Hard to move forward without that support, so the obstacle needs to be addressed. My question would be “why is the spouse hesitant?” My answer would be “fear” 99 percent of the time.
Anyone in relationship with another person has a symbiotic set of behaviors that provide a sense of security. When one of those two people decide they want to change their behavioral patterns (such as with new job—or in this case, a new career), it upsets the apple cart of relationship balance.
In other words, the other person won’t know how to deal with the change, or is afraid the change will being a new type environment that will be unfamiliar to the point of discomfort.
Solution: Really seek out the concerns of the dissenting spouse. A genuine concern for his or her fears will set the stage for steps to move forward. These fears can’t just be brushed off! If the person wanting the career change seeks the “win” for him or herself, it’s only fair that he/she seek a “win” for his/her spouse, as well. Talk about it. Examine all the concerns … the possibilities … the contingencies. Be objective, not emotional.
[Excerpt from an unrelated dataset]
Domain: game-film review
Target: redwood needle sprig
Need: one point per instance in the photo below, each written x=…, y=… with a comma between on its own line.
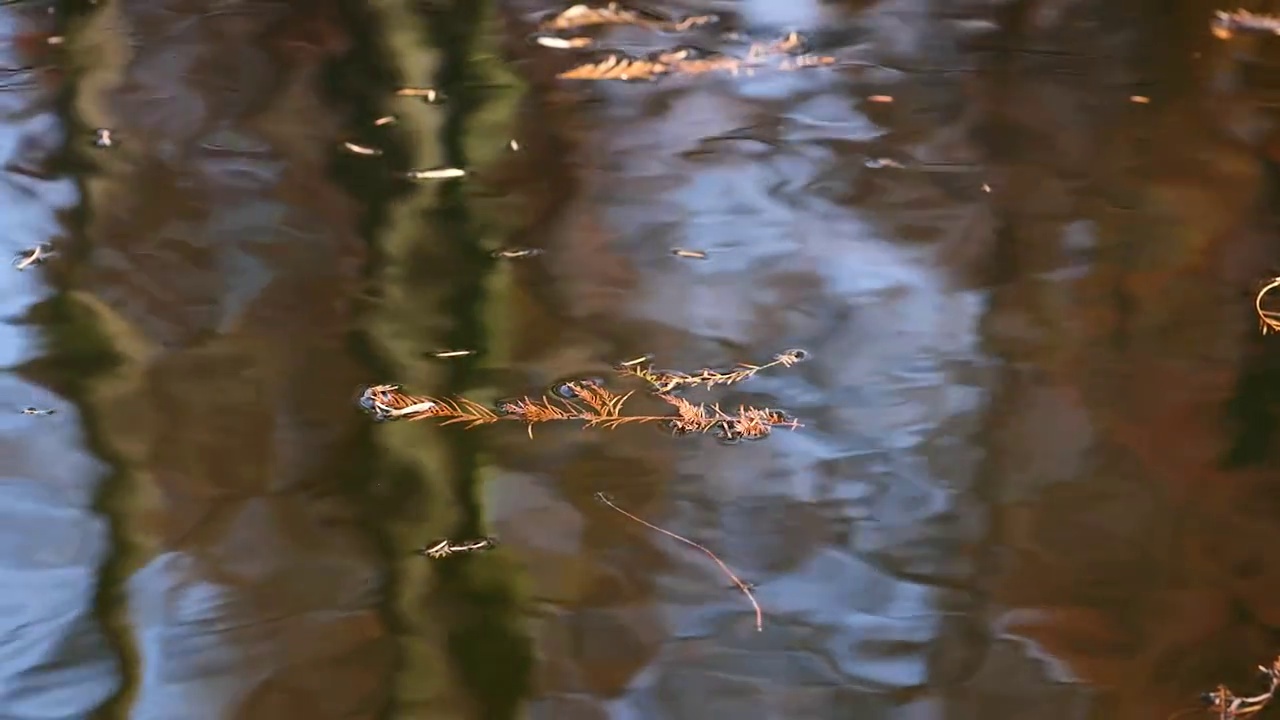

Once the fears are addressed and the other person’s concerns have been factored into the action plan, support is much more likely to occur.
Filed in Work, Business, Opinion, Motivation, Workplace

When applying for a new job or starting a new career or staring a company you have to convince a lot of people before you make the move. It might be your boss or your potential boss or an investor. You have to put together a resume or business plan and interview for the job or pitch your business. It’s a serious process.
Where people often forget to start is with their spouse. (Don’t forget to include the kids too.) Put more effort into selling your spouse on the move than you do everyone else. If you can make a good case to him/her you win their valuable support during the painful process and potential let down. Nothing is more valuable than that.
BTW I’ve made all three changes and have managed to still stay married. Although I could have done a better job of taking my own advice. It’s easy to get caught up in the excitement and possibilities and want to charge ahead. It has been infinitely easier with the help of my wife and kids.